Email and Links:My current research revolves around my Marie Skłodowska-Curie Actions Postdoctoral Fellowship: Control Theoretical Testing of Cyber-Physical Systems (ConTestCPS). The project is building a bridge between software and control engineering for the V&V of CPS on two levels: (i) the testing of control-theoretical design assumptions, and (ii) the frequency-domain extension of CPS specification languages.
My main contribution in the are of Testing of CPS is the concept of design-assumptions testing. This approach aims at integrating control-theoretical guarantees and models into the CPS testing process. When developing control algorithms, control engineers can offer formal guarantees about the system’s behaviour. However, these guarantees depend on the validity of the mathematical models used to represent the CPS’s physical dynamics and control algorithms. Design-assumptions testing aims to generate execution scenarios that intentionally violate these models. The core hypothesis is that, when the models are valid, control-theoretical guarantees suffice, and testing is unnecessary. Conversely, when the models are invalidated, no a priori guarantees can be provided, and empirical verification through testing becomes essential. This approach avoids redundant test cases where control engineering already provides performance guarantees and instead focuses testing efforts on scenarios where the system’s behaviour cannot be predicted in advance.
During my PhD at Lund University, in Sweden, I collaborated with Bitcraze to investigate the impact of using different testing setups (model-, software-, hardware-, real-world-, in-the-loop) on the testing of CPS.
In my Stress Testing Control Loops in Cyber-Physical Systems paper, I was the first to exploit the use of the frequency-domain representation of signals to enhance test-case generation for CPS. Now I am continuing my work on this direction as part of my ConTestCPS project.
Control algorithms are traditionally designed under the assumption that they execute at a fixed, constant rate (yes, this is closely related to the design-assumptions mentioned above!). However, to ensure timing guarantees, this assumption can lead to overly conservative design of the underlying real-time system, while still leaving systems vulnerable to timing faults that degrade performance.

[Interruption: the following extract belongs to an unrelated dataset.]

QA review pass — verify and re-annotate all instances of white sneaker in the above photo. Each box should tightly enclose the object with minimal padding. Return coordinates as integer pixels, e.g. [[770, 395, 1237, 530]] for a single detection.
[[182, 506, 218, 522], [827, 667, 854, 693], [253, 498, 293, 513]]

Self-adaptive software systems (SAS) are software systems capable of monitoring their own behaviour and autonomously taking actions to maintain stable performance under changing conditions. Testing such systems is difficult because of the intrinsic uncertainty that characterises their execution. I have explored how to test such systems by leveraging scenario theory, a mathematical framework for solving optimization problems under uncertainty and obtain probabilistic guarantees on SAS performance.